Given the massive number of recent recalls due to concerns regarding foods contaminated with Listeria monocytogenes – a foodborne bacteria that can cause potentially fatal illness in the elderly, young children, and people with immune systems that are otherwise already compromised – it would be easy to overlook an outbreak of an illness that is very rarely fatal, which is exactly what we’ve done with the outbreak of norovirus infections at the University of Oregon.
“Over the past week and a half,” reports Oregon newspaper the Daily Emerald, the University of Oregon “has taken extensive sanitary precautions in an effort to contain the [ongoing] norovirus outbreak.”
Lowering the Risk of Norovirus Infections Across UO Campus
Richard Brunader, University of Oregon Health Center medical director, has said that the best option to lower the general risk of norovirus infections is to “start with sanitizing crowded areas,” the Daily Emerald report recounts.
According to Brunader, “what we’re doing is trying to identify those students that we think are at risk and try to identify where they live and identify high traffic areas like the EMU, the Rec Center, places where we think that have high propensity of student contact and get those regularly disinfected.”
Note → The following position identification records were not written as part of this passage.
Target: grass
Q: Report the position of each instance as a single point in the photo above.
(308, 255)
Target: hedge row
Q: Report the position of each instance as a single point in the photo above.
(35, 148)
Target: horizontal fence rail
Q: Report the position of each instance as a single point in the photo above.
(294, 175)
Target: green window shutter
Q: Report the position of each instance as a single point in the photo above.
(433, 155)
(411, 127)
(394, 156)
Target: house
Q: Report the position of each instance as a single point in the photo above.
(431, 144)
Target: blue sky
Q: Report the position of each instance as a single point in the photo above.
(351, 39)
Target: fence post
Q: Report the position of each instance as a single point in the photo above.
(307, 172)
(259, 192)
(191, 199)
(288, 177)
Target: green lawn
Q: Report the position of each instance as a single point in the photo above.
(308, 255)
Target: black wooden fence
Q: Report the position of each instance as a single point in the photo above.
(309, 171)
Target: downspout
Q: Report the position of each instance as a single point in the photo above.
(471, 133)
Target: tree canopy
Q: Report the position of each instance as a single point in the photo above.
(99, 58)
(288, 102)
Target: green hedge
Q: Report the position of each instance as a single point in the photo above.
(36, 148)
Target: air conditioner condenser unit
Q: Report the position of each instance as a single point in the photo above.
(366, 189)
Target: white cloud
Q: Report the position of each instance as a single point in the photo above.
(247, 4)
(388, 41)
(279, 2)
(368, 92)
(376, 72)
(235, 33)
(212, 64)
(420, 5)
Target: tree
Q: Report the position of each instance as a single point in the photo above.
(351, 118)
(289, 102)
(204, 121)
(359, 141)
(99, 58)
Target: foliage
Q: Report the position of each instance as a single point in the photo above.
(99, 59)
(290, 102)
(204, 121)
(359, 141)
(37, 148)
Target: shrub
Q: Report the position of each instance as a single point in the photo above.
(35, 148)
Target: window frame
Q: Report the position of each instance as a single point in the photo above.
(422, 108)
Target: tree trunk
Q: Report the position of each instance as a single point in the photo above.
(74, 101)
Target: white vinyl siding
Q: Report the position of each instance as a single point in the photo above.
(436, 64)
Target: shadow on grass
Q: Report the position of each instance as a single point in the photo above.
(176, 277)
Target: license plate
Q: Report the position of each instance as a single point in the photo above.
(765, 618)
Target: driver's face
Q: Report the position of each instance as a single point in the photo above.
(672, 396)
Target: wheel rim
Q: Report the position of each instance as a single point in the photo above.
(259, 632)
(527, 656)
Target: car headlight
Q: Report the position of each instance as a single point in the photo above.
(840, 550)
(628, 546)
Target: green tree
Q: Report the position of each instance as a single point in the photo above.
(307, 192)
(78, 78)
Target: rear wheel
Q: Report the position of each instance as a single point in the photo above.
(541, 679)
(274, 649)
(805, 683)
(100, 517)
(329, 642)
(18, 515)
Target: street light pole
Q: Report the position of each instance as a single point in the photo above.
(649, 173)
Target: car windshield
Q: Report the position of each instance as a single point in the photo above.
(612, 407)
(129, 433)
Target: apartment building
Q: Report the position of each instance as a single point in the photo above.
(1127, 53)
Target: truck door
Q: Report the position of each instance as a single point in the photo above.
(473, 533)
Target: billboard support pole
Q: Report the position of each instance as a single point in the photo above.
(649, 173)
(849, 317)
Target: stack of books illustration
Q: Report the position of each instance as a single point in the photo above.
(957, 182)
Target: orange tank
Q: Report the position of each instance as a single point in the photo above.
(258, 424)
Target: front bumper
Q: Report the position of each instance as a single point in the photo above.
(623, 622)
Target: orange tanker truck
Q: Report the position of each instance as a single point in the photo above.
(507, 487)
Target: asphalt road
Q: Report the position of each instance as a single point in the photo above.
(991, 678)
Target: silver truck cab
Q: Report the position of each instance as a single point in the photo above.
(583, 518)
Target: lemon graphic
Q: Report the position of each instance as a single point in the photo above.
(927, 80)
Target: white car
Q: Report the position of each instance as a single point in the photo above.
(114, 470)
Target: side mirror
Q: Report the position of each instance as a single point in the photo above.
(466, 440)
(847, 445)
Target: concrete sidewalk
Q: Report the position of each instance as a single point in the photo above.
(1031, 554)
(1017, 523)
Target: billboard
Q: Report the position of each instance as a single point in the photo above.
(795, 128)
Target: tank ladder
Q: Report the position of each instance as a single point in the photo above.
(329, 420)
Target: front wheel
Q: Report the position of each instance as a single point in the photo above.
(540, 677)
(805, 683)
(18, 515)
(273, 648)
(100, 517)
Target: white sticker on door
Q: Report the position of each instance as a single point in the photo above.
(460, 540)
Preventing Spread at the UO Health Center
Brunader said that the Center had changed some of its procedures in an attempt to contain the norovirus infections, especially when infected students come to seek treatment at the Health Center itself.
In essence, what the Health Center is trying to do with people that they “think [have Norovirus] is to get them in as fast as we can, opposed to them going to the lab, bring the lab to them, have the pharmacy come to them, check-out in the room,” said Brunader. “We’re trying to isolate them as best we can.”
Source Identification
Meanwhile, identifying the source of the norovirus infections may prove incredibly difficult.
According to Jason Davis, Lane County Health and Human Services public information officer, identifying the source of the outbreak is an incredibly difficult task due to the different information provided to the university and department by outbreak cases.
“Every time you look at 30 people, and you try to get an exact account of where they were and when, it’s almost impossible,” said Davis. “Most of us have relatively bad short term memories.”